The Beloved Rogue, directed by Alan Crosland

Adventure movies used to be about 15th century French poets who have a problem with the monarchy instead of ex-CIA agents who play by their own rules. The beloved rogue of the title is François Villon, an aristocratic poet who is committed to bringing justice to the oppressed, feeding the hungry, and taking the king down a peg. He also falls in love and gets catapulted into a castle. Yeah, it’s been available on YouTube for at least 11 years already, but now it’s legal.

American Parties and Politics, by Harold R. Bruce

American Parties and Politics, by Harold R. Bruce
Credit: Victor Moussa - Shutterstock

It’s not only works of fiction that are becoming public domain in 2023. Harold R. Bruce’s examination of the effects of political parties on public policy now belongs to everyone. Bruce’s point was that political parties are here to stay, and he sure was right. You know who’s jealous though? The ghosts of political science students from the late 1920s, who probably had to shell out 14 cents for a copy of this text book, used.

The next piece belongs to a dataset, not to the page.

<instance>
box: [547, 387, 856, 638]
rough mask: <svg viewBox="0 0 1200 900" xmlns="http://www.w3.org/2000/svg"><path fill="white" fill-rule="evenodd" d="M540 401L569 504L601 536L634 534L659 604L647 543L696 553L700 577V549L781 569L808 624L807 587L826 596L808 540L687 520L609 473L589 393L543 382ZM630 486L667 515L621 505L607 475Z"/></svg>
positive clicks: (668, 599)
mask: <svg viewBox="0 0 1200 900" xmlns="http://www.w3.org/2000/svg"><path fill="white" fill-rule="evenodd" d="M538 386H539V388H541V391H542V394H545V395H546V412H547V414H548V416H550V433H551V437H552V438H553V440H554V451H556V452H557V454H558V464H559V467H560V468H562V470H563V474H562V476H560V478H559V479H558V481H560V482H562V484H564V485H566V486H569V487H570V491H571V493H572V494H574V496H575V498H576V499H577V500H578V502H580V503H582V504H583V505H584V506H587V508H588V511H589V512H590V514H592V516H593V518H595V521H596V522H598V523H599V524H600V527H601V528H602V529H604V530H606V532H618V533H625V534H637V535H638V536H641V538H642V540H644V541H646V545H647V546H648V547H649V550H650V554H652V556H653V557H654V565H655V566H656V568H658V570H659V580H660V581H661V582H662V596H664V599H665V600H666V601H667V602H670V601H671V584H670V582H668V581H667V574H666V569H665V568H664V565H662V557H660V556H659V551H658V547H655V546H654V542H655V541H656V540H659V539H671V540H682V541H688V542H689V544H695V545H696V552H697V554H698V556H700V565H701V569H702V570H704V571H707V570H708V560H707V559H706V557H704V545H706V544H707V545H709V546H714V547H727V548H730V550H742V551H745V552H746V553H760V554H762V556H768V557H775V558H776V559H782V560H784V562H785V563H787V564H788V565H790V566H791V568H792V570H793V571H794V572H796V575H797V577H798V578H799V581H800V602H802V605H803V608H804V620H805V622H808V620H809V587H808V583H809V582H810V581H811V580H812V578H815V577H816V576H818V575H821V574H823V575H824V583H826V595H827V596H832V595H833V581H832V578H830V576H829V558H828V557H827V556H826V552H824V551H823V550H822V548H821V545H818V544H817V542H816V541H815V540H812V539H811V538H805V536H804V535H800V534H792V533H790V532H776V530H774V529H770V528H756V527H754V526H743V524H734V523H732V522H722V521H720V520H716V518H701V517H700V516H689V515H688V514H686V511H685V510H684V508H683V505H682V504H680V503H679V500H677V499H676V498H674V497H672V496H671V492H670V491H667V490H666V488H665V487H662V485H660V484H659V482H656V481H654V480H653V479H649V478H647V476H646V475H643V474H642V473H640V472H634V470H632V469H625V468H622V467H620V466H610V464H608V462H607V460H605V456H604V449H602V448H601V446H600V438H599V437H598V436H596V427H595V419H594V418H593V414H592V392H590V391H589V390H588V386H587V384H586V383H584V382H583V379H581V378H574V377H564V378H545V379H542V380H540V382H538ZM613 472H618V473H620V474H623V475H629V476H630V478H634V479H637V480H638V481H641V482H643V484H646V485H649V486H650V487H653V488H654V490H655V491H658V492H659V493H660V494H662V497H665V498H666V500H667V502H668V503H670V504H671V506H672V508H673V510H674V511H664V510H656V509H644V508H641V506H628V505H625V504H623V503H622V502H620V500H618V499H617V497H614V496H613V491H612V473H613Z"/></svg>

Wings, directed by William A. Wellman

The first film to ever win a Best Picture Academy Award, Wings tells the epic story of a romantic triangle between a couple of World War I flying aces and the original screen siren Clara Bow. Wings was the Top Gun of its time. It was shot fewer than 30 years after the airplane was invented, and fewer than 10 years after World War I ended, but the aerial footage still holds up.

“Ol’ Man River,” by Oscar Hammerstein II and Jerome Kern

Originally performed in the musical Show Boat, this dirge contrasts the inexorable flow of the Mississippi River with the tribulations of slavery. It’s now in the public domain, so you won’t have to get the permission from the estates of Oscar Hammerstein or Jerome Kern if you want to record your own version. But you have to ask yourself if you really have the bass pipes to handle it. If you don’t, try “My Blue Heaven,” also newly public domain.